Behind them came the sound of alarmed voices. Boots pounded up the stairwell.
She doused her light as they heard the soldiers race past. Something brushed against their door.
To their surprise, more shouts came back. And the distinct sound of crackling electricity.
Blaster-shots cracked. A staccato of red and orange light played on the bottom edge of the door as the soldiers yelled.
“Guess they’re not on the same team,” Marc murmured into her ear. “Come on. We’re close.”
Together, they felt their way toward the end of the room. The fighting intensified behind them, but the not-quite-closed door at the end of the room gave them enough light to see their target.
They shut it behind them when they left.
Chapter Six
“I’m not getting any info on the sphere,” Soo-jin said. “Or—more accurately—I’m getting too much. Don’t hold up hope that I can sort through all this in time.”
“Keep on it, anyway. Cookie, you got an ear on Jaxx?”

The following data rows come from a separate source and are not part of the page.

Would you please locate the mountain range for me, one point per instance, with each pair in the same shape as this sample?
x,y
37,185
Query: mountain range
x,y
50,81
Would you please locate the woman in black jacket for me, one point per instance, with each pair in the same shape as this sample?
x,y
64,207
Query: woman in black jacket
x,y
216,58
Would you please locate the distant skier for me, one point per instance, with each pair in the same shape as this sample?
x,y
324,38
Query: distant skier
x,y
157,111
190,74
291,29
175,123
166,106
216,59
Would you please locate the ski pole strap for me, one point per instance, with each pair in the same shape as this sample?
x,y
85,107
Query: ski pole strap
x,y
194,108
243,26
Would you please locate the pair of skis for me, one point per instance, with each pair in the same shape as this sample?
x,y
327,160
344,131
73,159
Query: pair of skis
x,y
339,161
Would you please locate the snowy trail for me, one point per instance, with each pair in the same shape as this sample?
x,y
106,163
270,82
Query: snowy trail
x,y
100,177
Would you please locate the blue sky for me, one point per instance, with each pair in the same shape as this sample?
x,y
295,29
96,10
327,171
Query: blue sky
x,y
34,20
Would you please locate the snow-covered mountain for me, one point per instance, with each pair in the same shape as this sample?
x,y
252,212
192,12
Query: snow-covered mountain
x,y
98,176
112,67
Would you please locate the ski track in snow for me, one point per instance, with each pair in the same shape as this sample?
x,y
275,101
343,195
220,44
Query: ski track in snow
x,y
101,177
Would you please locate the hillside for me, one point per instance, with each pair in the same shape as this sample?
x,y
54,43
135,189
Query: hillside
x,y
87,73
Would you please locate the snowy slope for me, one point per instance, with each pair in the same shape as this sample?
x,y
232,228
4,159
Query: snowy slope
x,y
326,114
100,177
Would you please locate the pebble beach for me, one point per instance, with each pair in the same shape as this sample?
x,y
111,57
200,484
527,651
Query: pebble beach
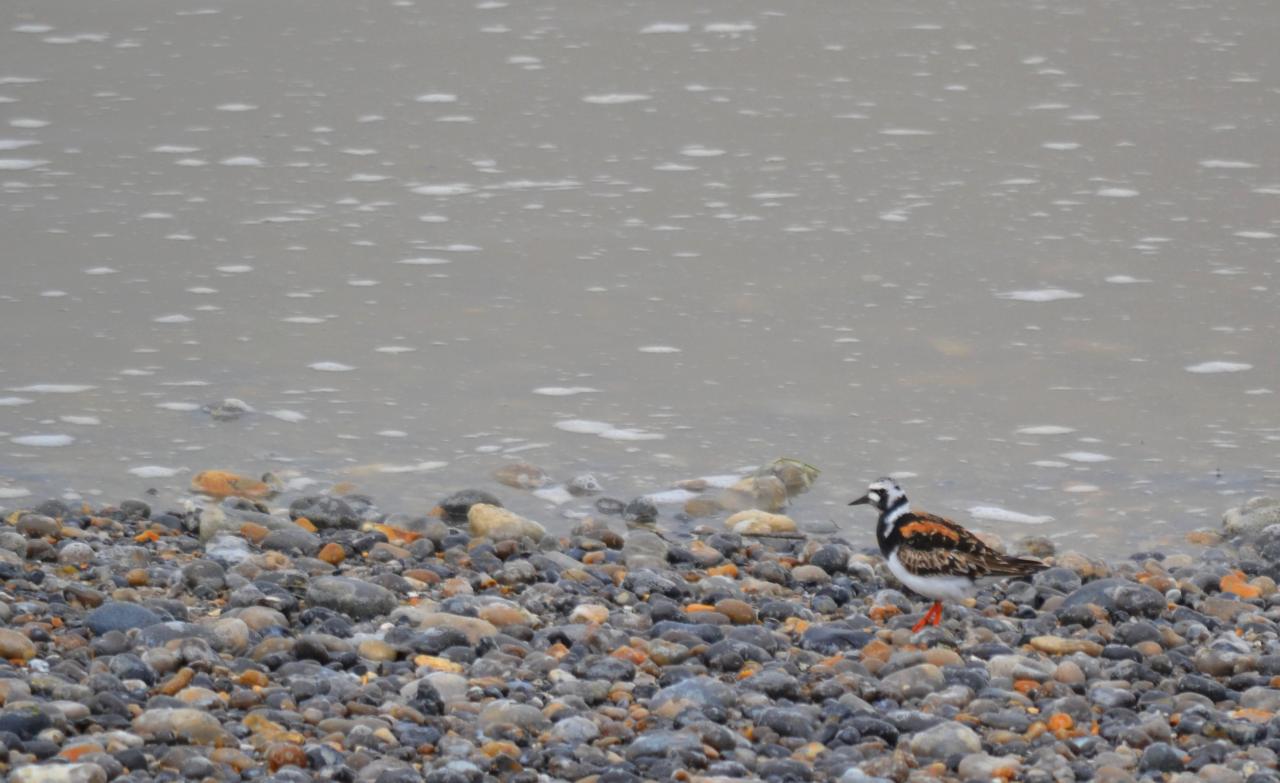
x,y
245,636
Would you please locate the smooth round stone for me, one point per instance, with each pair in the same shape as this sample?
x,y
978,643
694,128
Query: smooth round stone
x,y
296,540
231,633
39,526
190,724
375,649
641,511
810,575
26,720
504,711
498,523
76,553
457,504
117,616
945,740
325,512
14,645
740,613
355,598
62,773
1162,758
575,731
589,613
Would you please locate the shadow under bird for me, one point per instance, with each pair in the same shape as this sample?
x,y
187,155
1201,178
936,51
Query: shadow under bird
x,y
933,555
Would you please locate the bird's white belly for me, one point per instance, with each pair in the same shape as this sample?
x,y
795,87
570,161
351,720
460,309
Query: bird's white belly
x,y
937,587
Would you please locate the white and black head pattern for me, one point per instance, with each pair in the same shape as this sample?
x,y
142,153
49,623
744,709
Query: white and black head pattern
x,y
885,494
890,500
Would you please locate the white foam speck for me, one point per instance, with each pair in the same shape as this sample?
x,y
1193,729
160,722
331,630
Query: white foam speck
x,y
1086,457
425,261
563,390
584,426
664,27
154,471
1228,164
1125,279
1002,514
286,415
1116,192
728,27
630,434
557,495
19,164
54,388
1045,430
44,440
612,99
419,467
455,188
1210,367
671,497
1040,294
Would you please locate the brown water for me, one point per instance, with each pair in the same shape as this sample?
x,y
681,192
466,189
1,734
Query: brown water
x,y
1023,255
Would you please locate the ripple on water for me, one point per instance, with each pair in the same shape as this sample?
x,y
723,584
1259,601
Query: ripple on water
x,y
1211,367
1040,294
1002,514
154,471
44,440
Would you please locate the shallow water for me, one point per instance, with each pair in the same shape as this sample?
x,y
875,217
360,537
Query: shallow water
x,y
1022,255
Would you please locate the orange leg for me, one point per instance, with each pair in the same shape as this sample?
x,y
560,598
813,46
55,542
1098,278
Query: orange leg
x,y
933,616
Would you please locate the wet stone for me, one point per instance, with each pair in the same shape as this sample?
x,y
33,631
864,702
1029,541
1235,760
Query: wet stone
x,y
325,512
351,596
114,616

Marc held the netlink between them, his blaster still in his left hand. They’d left both the sphere and the soldiers behind and put several twists and corridors between them. In another minute, they’d hook back up with their B Route and, hopefully, Jaxx.
As if on cue, the netlink crackled. “Yeah, I’m here.”
“We still clear?” Marc asked.
“Cops have been by twice. I’ll tell you if they come again.”